Our background vocalist don’t have the luxury of in-ear monitors and can’t hear the click. So, if that’s you, remember to listen to the band. Don’t rush and please please please don’t slow down. And if you’re leading the congregation in clapping, follow the drummer as precisely as you can.

That said, drummers must remember that the rest of the band might not have a click. Sometimes, during a quiet moment or a piano intro, it’s necessary to keep time in a colorful manner, using the ride cymbal, cymbal swells, bell chimes, or shakers. Let God direct you. Feel the music. Let God have your soul.

We also use sequenced tracks from time to time to improve the overall sound of the music. It’s not that we are trying to be over the top, but we want people to worship without being distracted. The use of backing tracks can make the band sound incredible while allowing the congregation to focus on worshiping God. Backing tracks might also include a video sync, where the live music being played matches a video being played for the congregation. This is very effective for bringing people into worship.

On a final beat about backing tracks, as a drummer, I really appreciate being able to hear a synth arpeggio or A.M. radio drum loop that backs the verse of a song. Backing tracks also allow the musicians to focus on worship instead of trying to remember what comes next. Using tracks is really effective when used with in-ear monitors since you can add a track of vocal cues that the congregation doesn’t hear, such as “Bridge 2 3 4 1 2 3 4.”

I enjoy perfect timing as much as the next musician. But sometimes the click has to go. I’m fortunate in that our worship leader knows when to cue the Front Of House (FOH) to cut the click so that we can allow for free worship. It’s important to have a set of signals that are inconspicuous enough that the congregation doesn’t even realize that you just told the FOH to cut the click.

Can you imagine, and this happens sometimes, the drummer band is pumped full of adrenaline worshiping God and cannot stay on the click no matter what. If you start jumping up and down in the middle of the song to the point that you’re ready to run back to sound guy and cut the click yourself, you’ve just given yourself a reason to develop a communication system. (Or, let the drummer control the click if possible.)

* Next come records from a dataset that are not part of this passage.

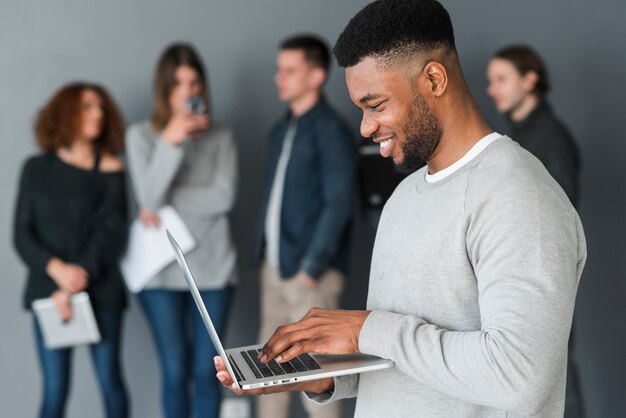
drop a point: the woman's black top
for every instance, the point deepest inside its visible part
(79, 216)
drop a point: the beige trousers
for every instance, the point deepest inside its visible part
(284, 301)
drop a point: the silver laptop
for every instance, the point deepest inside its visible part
(57, 333)
(249, 373)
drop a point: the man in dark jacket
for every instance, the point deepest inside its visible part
(518, 83)
(307, 203)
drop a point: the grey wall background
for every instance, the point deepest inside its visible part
(46, 44)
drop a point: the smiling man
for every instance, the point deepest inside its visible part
(478, 255)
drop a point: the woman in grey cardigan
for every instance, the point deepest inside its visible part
(181, 158)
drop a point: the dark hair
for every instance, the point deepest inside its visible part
(316, 51)
(393, 29)
(526, 59)
(60, 120)
(176, 55)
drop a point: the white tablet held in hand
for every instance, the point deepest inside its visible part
(57, 333)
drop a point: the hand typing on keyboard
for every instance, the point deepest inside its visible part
(321, 331)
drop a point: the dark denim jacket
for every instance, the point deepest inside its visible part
(318, 196)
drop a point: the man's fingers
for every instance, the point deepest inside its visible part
(285, 337)
(301, 347)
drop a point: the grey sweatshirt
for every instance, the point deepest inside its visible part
(472, 290)
(199, 179)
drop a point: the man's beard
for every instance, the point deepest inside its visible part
(422, 134)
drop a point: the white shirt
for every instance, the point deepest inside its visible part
(469, 156)
(274, 206)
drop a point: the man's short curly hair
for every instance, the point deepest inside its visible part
(395, 29)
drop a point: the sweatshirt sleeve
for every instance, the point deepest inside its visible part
(153, 165)
(527, 251)
(28, 246)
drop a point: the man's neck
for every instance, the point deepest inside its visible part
(304, 103)
(523, 109)
(462, 130)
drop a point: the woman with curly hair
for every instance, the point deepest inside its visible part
(70, 230)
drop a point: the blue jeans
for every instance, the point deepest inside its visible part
(183, 341)
(56, 368)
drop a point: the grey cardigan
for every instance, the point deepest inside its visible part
(199, 179)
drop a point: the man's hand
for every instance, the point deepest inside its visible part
(71, 278)
(312, 386)
(321, 331)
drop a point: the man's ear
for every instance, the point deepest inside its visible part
(436, 78)
(529, 81)
(317, 77)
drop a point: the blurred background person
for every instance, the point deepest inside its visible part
(302, 234)
(180, 157)
(518, 84)
(70, 230)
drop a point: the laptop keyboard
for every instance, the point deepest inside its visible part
(301, 363)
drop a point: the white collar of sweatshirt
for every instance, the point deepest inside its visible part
(469, 156)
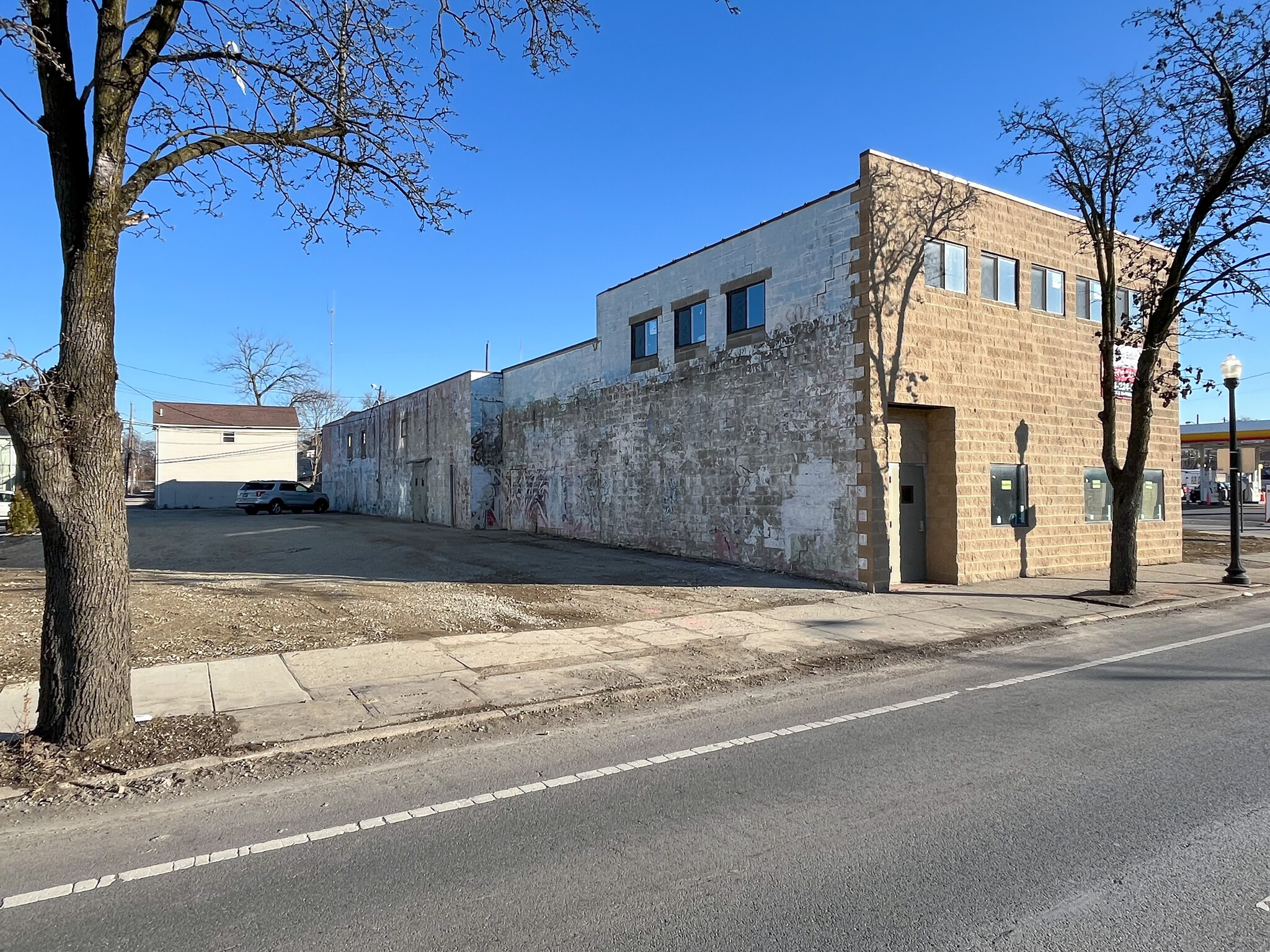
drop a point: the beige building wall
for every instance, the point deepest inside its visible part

One more good thing about using a click: First off, I resisted when we went that direction. It so happens that on the very first Sunday of click track they brought in a huge choir. So you had a band director, a choir director, and a click track – all three had an independent idea of where the tempo should be.

It gets better though. The sound team brought in the line splitters. You know, line splitters. Those things that you use to split all the mic and audio lines so you can run them to another mixing board for the purpose of recording all three services. Needless to say, it was a stressful Sunday and the recordings were scrapped. My recommendation is that you add the tricks one at a time. We do all of it now, but it took a while to master.

Oh yeah, the one more good thing about click… It makes for Great Precision.